A summer afternoon at Virginia Lake in Whanganui. At a park bench on the north side, two gentlemen sit quietly, each with a remote control unit.
On the water are a scale model fishing boat and an equally miniature paddle steamer, negotiating water fowl and lake obstacles with ease.
Graham and Murray do this regularly, perhaps once or twice a week.
"It's sunshine and fresh air," says Graham. "Not quite so often in the winter."
Both are model enthusiasts, with boats being just one of their interests. They make their own boats.
"I've got about 12 of them and Murray's got about the same. They range from warships to tugboats, you name it."
They both belong to a Palmerston North club, there not being a local one, but Graham says his main interest since he retired is model trains.
"We belong to the club here. And we also put our boats in train shows."
Graham has just finished building an English canal boat.
"A couple of years ago we were over there and had a lot of fun on canal boats. We were supposed to go again last year, but we know what happened there."
He says a lot of people stop and talk to them about their hobby, with many asking where they can get a boat for themselves, being unaware they make their own models.
The boats are powered by small electric engines with enough juice to run for about 90 minutes. Range is vast, the radio controls being the same as for model aircraft, so they can send their boats to the far side of the lake if they wanted to.

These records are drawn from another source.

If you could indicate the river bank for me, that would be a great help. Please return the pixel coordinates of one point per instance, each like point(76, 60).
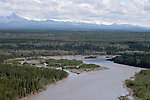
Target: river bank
point(92, 85)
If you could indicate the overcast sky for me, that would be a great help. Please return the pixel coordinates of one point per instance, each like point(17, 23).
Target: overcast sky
point(136, 12)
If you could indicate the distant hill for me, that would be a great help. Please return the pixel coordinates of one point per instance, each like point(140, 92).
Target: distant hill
point(16, 22)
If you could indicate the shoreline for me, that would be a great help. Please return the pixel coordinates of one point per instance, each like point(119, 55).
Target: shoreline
point(44, 89)
point(54, 84)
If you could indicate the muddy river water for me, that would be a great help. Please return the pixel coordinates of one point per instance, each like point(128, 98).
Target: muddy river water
point(98, 85)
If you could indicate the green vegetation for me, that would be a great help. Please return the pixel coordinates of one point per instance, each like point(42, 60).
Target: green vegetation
point(139, 60)
point(19, 81)
point(90, 57)
point(19, 43)
point(141, 82)
point(32, 43)
point(140, 85)
point(63, 62)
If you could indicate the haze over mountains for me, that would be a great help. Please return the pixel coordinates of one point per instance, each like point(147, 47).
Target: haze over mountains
point(16, 22)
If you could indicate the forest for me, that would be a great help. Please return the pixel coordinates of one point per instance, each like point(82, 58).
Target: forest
point(19, 81)
point(141, 82)
point(19, 43)
point(138, 60)
point(140, 85)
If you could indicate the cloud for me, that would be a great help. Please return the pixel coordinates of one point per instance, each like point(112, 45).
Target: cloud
point(136, 12)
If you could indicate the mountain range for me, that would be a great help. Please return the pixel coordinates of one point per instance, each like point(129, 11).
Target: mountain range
point(16, 22)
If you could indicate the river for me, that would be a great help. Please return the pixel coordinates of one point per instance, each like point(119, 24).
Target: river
point(98, 85)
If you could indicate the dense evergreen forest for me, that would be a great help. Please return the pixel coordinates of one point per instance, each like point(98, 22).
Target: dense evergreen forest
point(140, 85)
point(19, 81)
point(141, 82)
point(36, 43)
point(139, 60)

"That one's got a reduction box in it," says Graham, referring to his little blue fishing boat.
He says the belts might be slipping because it's not going as fast as it used to.

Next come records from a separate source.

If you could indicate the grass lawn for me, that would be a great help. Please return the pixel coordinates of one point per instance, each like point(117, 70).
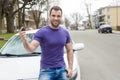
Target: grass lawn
point(6, 36)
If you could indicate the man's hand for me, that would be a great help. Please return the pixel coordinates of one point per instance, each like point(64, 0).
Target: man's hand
point(69, 73)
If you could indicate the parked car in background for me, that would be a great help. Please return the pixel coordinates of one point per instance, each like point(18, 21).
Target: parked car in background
point(105, 29)
point(18, 64)
point(82, 28)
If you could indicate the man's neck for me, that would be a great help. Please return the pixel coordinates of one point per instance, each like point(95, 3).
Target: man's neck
point(53, 27)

Neither boat is based on an actual vessel.
Murray says his is from a freelance plan and is pushed along by the actual paddlewheels on each side of the boat.

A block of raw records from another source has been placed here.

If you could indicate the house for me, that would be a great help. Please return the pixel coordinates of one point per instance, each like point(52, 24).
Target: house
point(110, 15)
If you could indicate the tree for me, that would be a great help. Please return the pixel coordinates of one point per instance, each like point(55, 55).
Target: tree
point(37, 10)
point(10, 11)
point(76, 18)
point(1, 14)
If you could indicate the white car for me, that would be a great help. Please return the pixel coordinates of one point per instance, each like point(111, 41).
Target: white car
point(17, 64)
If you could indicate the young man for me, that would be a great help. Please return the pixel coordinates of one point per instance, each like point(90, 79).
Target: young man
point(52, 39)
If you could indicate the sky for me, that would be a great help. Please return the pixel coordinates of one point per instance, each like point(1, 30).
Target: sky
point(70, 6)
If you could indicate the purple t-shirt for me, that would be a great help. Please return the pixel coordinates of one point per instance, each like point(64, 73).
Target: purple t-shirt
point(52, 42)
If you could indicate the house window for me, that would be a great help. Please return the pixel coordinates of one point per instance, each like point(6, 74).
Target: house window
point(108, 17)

The boats are crafted from 1.5mm plywood because it's easy to bend. A $100 sheet can make quite a few boats.
Time to build a boat can vary.
"We've usually got two or three on the go at once," says Graham. "I've been building one for 14 years. It'll be finished one day. It's a deep sea tug."
He says the ones that take the most amount of time are the warships, but they are the favourites.
"They go pretty quick," says Graham.
At about a metre long and containing "quite a bit of lead", carrying them around the lake is difficult, so smaller craft suffice.
I left them to their boats and their audience of ducks, swans and passing people. Children were entranced and adults had questions. Murray and Graham loved every minute.
"I can't understand why people who are retired say they're bored," says Graham. "I haven't got enough hours in one day."